Steelers QB Landry Jones was supposed to inject some youth into the quarterback position.
Although Ben Roethlisberger is one of the elite quarterbacks in the league, he's missed at least one game in every season prior to 2013. His backups included an effective but aging Charlie Batch and the steady but oft-injured Byron Leftwich.
So, in the fourth round of the 2013 Draft, Pittsburgh scooped up the Oklahoma standout Landry Jones with the hope he could serve as a capable backup, perhaps even take over the starting reigns someday.
Jones was an extremely successful player in college, as he lead the Sooners to double-digit wins in each of his three seasons as a starter, won a BCS game and ended his career as one of the most prolific passers in school history.
Unfortunately, Jones, who is named after Cowboys Hall of Fame coach Tom Landry, has yet to replicate his collegiate success at a professional level. Although the Steelers had no intention of bringing Jones in to challenge the incumbent Roethlisberger, the 25-year old signal caller is still buried on the depth chart
In fact, Jones has yet to be active for a regular season game, his only experience coming in the preseason. General manager Kevin Colbert feels Jones has made progress as a player, but doesn't see him as a challenger for the backup spot yet.

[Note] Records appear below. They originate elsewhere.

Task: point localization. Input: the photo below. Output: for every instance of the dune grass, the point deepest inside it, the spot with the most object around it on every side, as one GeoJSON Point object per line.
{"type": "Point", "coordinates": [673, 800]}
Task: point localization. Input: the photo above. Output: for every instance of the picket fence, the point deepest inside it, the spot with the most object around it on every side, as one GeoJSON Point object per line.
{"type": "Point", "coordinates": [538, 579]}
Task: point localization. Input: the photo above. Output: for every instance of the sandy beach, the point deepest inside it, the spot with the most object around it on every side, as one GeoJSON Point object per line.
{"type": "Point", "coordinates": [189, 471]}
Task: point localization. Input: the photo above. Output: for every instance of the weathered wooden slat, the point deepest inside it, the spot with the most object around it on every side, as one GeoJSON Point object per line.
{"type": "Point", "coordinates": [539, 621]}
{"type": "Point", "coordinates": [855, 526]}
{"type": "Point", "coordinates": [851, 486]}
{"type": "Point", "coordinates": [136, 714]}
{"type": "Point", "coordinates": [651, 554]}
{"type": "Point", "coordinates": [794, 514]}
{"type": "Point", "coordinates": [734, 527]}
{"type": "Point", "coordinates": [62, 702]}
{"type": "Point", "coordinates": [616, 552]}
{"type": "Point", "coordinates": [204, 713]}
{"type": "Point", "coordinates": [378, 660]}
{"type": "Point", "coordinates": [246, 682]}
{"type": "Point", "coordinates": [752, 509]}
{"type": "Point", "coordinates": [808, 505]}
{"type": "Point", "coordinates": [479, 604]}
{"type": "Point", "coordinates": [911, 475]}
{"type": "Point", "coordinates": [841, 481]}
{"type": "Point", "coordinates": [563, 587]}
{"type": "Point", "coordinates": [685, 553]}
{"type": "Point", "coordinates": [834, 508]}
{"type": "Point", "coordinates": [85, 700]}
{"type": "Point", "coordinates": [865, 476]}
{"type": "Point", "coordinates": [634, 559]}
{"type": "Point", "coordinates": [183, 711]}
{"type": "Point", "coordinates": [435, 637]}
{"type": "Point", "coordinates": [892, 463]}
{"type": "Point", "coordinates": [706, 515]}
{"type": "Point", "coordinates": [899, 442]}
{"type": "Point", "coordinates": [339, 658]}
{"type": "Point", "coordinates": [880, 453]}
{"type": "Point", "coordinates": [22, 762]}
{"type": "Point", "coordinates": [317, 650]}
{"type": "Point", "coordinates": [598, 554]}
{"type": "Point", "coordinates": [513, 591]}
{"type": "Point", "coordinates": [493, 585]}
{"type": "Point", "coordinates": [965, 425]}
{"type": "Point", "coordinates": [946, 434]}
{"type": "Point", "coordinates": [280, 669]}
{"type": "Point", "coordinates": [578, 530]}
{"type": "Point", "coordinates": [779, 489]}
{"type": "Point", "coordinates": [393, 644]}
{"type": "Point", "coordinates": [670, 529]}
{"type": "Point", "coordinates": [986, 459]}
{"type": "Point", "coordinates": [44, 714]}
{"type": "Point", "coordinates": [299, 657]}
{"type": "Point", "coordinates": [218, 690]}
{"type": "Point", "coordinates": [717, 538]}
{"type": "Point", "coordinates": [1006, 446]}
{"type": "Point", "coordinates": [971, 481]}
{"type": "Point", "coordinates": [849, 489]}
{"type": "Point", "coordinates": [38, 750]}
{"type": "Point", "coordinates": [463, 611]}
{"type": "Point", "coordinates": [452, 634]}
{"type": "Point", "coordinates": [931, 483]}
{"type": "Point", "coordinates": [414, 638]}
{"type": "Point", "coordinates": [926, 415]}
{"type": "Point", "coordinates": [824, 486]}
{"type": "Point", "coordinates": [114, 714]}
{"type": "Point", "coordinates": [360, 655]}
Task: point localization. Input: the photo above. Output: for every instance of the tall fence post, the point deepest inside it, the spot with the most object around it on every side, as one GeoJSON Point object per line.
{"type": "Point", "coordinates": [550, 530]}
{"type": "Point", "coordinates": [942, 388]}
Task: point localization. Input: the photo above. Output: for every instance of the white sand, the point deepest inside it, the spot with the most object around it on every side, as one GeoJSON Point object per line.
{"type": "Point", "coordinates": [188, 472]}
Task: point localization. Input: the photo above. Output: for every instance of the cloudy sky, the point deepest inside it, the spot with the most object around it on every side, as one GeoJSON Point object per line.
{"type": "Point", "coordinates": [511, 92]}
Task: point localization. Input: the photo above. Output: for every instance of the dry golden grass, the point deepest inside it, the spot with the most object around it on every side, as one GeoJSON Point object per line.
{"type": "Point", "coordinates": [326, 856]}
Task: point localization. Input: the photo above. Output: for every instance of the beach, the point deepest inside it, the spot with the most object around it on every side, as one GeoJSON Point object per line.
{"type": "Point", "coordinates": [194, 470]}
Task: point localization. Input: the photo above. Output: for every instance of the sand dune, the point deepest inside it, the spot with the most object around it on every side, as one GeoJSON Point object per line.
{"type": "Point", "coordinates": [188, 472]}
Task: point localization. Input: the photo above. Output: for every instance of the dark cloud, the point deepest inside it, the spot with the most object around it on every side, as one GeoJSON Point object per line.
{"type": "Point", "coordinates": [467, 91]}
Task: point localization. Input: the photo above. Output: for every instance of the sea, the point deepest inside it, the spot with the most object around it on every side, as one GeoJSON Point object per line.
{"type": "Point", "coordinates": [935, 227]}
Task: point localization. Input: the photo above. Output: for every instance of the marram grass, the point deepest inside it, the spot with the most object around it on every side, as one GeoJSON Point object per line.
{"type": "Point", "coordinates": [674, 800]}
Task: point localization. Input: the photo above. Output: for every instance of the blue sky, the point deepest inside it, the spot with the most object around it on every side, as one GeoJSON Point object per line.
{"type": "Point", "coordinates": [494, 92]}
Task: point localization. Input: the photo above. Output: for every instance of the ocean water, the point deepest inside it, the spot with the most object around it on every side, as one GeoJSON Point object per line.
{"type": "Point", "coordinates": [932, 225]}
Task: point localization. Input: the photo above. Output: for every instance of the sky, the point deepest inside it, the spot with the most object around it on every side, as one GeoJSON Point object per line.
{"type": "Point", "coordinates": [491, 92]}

"Has he progressed to the point where he beat out Bruce (Gradkowski) as the No. 2? No," Colbert said. "Maybe he will, maybe he won't. I think when you have young guys, at least they have that chance to grow," Mark Kaboly of the Pittsburgh Tribune-Review reported.
Jones' future as a member of the Pittsburgh Steelers isn't guaranteed. The Steelers have drafted two other quarterbacks since Roethlisberger was selected with the 11th overall pick in the 2003 draft, Dennis Dixon and Omar Jacobs, both selected in the fifth round. Jacobs was relegated to the practice squad after the preseason and cut shortly after, while Dixon enjoyed a reasonably successful run with the Steelers prior to his release in 2011.
Like Jones, Dixon and Jacobs both came from schools that run a high-octane spread offense where the quarterback usually lines up in shotgun. The adjustment to a pro-style offense often proves to be the bane of younger passers, as Jones especially has struggled with his accuracy in his short career.
Landry Jones will be given the opportunity to become the player the Steelers need him to be. But, if he comes up short, the Steelers Have shown they have no second thoughts about pulling the plug on a quarterback project.